Baca Juga: Bertahan Hidup dengan Perahu Penyeberangan Sungai Citarum
PTM Terbatas Kota Bandung: Dinas Kesehatan Didesak Perketat Pengawasan
Pandemi Covid-19 Bandung Raya: Terdapat 445 Pasien Dirawat

Mengurangi Beban Anggaran

Seandainya kini masuk pascapandemi, namun perekonomian tidak bisa langsung naik. Abdul Ghofar justru melihat akan terjadi pertumbuhan ekonomi yang tidak merata di masing-masing negara atau yang disebut dengan uneven economic growth.

Faktor yang mempengaruhi pertumbuhan ekonomi adalah capaian vaksinasi Covid-19 dan standar layanan kesehatan di masing-masing negara, serta efektivitas stimulus perekonomian yang dilakukan oleh masing-masing negara.

“Ini yang kita sebut dengan adanya uneven economic growth, jadi pertumbuhan ekonomi yang tidak merata. Negara-negara yang vaksinasinya tinggi, kemudian standart kesehatannya tinggi itu akan mengalami pertumbuhan ekonomi yang lebih tinggi daripada negara-negara yang tingkat vaksinasinya rendah, selain tentu stimulus yang dilakukan oleh pemerintah,” terangnya.

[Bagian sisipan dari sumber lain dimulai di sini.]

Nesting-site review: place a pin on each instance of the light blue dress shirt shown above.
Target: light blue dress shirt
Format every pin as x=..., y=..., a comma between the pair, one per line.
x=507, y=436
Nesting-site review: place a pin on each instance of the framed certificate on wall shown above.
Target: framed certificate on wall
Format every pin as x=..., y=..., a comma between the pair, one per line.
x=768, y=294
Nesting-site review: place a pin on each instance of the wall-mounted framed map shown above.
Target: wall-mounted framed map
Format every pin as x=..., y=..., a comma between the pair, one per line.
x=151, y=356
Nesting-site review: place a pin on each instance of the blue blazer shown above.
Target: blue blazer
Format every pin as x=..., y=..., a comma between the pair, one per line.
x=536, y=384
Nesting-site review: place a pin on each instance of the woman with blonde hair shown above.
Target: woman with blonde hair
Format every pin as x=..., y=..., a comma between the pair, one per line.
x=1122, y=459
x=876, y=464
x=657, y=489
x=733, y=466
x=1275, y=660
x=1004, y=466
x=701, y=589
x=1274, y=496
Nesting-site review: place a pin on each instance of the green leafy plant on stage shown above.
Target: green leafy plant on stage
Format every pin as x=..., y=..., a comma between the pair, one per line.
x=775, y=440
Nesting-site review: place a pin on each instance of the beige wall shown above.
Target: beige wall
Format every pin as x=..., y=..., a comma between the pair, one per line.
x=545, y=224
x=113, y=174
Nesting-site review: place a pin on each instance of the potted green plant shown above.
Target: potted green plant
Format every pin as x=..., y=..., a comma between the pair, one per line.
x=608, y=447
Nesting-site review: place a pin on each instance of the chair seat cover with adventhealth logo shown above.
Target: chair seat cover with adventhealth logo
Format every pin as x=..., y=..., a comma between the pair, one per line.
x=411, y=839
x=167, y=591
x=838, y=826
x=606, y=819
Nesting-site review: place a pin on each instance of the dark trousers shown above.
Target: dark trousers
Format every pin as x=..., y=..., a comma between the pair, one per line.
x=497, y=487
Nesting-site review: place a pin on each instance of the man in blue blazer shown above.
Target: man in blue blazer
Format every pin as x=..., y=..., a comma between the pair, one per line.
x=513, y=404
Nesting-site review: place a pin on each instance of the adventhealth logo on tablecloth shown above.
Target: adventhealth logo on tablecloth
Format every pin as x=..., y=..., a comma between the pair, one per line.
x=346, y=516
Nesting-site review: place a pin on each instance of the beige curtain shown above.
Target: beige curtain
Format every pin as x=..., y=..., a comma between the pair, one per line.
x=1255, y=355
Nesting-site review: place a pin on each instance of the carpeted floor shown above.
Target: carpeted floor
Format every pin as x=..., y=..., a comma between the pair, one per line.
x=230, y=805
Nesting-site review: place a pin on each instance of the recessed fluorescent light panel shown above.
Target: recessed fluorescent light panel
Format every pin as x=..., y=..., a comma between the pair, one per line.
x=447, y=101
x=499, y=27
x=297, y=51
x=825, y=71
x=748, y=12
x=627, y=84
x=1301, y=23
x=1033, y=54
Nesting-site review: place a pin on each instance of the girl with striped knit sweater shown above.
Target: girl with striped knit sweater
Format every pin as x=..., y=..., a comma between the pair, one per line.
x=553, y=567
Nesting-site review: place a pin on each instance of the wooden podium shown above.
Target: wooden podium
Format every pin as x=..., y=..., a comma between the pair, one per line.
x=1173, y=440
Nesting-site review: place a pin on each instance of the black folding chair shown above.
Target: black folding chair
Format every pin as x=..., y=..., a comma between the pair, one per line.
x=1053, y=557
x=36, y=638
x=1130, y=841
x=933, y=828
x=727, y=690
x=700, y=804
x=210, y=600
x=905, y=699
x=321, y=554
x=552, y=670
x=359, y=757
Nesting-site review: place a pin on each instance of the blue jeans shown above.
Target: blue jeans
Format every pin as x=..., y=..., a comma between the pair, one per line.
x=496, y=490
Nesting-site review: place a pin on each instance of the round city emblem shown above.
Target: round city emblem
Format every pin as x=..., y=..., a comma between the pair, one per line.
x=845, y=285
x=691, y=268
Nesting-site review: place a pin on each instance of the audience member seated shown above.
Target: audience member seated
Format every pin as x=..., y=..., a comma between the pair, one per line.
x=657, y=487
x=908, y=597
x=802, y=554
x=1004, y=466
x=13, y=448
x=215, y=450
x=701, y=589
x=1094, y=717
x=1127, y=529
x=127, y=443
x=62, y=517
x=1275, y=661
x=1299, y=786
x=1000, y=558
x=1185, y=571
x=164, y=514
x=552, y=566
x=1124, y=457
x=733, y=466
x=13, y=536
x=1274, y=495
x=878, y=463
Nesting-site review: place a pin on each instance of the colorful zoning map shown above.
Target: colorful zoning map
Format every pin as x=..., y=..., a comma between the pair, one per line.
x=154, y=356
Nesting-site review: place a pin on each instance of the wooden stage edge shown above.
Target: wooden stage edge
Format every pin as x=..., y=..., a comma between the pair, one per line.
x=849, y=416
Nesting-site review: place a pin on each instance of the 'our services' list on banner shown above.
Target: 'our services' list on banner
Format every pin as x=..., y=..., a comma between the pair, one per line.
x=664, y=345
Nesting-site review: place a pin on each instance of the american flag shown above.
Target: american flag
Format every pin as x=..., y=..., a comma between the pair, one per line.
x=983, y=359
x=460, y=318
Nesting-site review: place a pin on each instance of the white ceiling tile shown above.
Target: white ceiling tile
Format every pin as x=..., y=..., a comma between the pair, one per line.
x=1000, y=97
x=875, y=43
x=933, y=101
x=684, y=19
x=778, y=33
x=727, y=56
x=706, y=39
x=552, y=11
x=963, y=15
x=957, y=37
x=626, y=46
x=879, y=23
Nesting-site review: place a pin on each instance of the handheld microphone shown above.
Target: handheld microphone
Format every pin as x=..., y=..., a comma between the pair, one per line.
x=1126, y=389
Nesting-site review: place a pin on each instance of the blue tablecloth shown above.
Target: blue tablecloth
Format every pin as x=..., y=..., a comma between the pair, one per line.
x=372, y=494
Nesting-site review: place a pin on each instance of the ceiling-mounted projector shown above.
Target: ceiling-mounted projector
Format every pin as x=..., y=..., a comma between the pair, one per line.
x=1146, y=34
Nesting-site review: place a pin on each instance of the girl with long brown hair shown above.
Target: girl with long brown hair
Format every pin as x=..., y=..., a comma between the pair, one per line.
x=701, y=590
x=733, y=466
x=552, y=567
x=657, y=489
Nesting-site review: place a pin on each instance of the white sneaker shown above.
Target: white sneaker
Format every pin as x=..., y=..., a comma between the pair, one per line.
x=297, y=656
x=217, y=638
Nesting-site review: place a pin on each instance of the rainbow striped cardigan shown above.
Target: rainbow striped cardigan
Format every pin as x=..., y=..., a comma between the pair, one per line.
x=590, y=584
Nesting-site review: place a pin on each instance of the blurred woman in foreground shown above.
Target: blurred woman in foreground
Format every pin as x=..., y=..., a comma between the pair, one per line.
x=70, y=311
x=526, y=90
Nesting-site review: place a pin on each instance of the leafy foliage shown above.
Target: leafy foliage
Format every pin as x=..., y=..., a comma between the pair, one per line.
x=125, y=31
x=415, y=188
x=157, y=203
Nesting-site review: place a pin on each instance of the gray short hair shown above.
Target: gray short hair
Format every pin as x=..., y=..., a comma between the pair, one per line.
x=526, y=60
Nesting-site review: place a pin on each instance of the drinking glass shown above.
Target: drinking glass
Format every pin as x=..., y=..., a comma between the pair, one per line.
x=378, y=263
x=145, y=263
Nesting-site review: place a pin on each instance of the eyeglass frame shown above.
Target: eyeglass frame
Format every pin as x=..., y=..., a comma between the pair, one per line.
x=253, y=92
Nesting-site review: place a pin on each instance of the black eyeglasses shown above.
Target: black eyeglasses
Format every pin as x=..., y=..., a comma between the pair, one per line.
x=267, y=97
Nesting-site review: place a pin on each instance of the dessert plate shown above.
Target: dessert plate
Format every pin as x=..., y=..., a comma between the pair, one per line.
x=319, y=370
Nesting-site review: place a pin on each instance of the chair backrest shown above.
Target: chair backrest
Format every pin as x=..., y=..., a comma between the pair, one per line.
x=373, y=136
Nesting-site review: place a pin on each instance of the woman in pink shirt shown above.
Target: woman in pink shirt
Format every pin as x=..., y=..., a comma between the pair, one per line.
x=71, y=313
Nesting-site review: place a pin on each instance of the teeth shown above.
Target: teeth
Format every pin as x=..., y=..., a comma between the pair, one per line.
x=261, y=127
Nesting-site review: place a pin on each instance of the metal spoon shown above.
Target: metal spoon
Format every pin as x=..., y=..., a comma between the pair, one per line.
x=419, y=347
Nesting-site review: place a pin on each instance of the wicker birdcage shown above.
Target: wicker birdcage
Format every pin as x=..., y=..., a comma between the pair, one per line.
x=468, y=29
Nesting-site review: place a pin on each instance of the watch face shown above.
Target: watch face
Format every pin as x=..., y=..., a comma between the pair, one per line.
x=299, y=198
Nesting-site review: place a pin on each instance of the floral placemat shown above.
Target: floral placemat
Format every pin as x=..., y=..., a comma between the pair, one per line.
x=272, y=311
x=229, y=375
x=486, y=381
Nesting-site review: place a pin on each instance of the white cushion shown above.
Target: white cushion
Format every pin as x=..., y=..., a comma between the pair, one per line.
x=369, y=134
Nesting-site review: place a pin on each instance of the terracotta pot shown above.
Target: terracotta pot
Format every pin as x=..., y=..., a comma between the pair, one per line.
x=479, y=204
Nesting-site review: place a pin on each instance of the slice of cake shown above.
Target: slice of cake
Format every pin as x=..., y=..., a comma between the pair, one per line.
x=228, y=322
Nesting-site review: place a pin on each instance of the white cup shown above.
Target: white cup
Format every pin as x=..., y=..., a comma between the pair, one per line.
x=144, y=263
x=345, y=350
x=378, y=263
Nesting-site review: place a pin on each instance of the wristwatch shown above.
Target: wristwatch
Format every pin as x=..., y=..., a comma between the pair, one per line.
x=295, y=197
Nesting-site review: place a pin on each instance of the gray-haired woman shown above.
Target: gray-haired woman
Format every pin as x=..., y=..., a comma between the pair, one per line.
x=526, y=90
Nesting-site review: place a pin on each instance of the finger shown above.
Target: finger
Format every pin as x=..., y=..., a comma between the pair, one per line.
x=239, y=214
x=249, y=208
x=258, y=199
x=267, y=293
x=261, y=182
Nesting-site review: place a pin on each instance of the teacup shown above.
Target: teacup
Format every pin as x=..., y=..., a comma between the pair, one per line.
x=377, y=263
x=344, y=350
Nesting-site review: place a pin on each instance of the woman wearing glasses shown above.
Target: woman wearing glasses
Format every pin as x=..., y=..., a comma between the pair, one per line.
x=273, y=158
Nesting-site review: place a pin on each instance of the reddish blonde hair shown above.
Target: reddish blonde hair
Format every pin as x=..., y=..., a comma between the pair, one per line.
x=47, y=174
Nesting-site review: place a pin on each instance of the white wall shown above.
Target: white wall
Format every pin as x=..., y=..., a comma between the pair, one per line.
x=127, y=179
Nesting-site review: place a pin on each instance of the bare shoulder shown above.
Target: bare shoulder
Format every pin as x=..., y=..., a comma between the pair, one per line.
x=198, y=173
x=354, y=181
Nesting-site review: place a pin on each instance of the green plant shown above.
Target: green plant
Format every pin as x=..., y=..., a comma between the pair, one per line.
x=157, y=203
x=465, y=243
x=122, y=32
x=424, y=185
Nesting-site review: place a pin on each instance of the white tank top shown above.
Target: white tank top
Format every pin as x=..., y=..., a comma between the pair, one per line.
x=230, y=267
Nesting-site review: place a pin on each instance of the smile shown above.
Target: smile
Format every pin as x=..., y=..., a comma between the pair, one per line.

Capaian vaksinasi Covid-19 di Indonesia sendiri masih belum menjangkau target. Agar tidak memicu persoalan pada proses tansisi dari pandemi ke endemi, pemerintah harus mengerjar target minimal capaian vaksinasi sebesar 70 persen dari total jumlah penduduknya.

“Program vaksinasi itu harus cepat diselesaikan sampai kita mencapai 70 persen. Kalau perlu digelontorkan besar-besaran untuk vaksinasi. Memang tingkat kasus harian saat ini turun. Tapi yang jadi masalah kemudian kasus bisa jadi akan naik kalau vaksinasinya belum mencapai herd immunity,” katanya.

Tugas lain pemerintah ialah menciptakan budaya new normal di tengah masyarakat. Yakni membiasakan masyarakat supaya tetap disiplin menjalani protokol kesehatan meskipun kasus Covid-19 sedang turun.

“Sosialisasi pentingnya protokol kesehatan harus terus dilakuan. Itu saya kira harus tetap dijalankan walaupun nanti ini sudah dianggap endemi. Yang betul-betul new normal adalah ketika pemerintah menyatakan ini endemi, bukan pandemi lagi. Itu baru new normal beneran,” katanya.

Ghofar menilai, pemerintah mulai merencanakan transisi dari pandemi ke endemi untuk mengurangi beban anggaran pemerintah. Sebab jika sudah endemi, pemerintah tidak terlalu banyak ikut campur terkait dengan pembiayaan kesehatan masyarakat.

“Jangan-jangan pemerintah cepat-cepat mengatakan ini endemi supaya beban pemerintah terhadap kesehatan turun karena tidak lagi menjadi pandemi. Kalau sudah endemi pemerintah sudah tidak terlalu banyak ikut campur pembiayaannya. Kalau niatnya seperti itu, beban masyarakat akan semakin tinggi,” pungkasnya.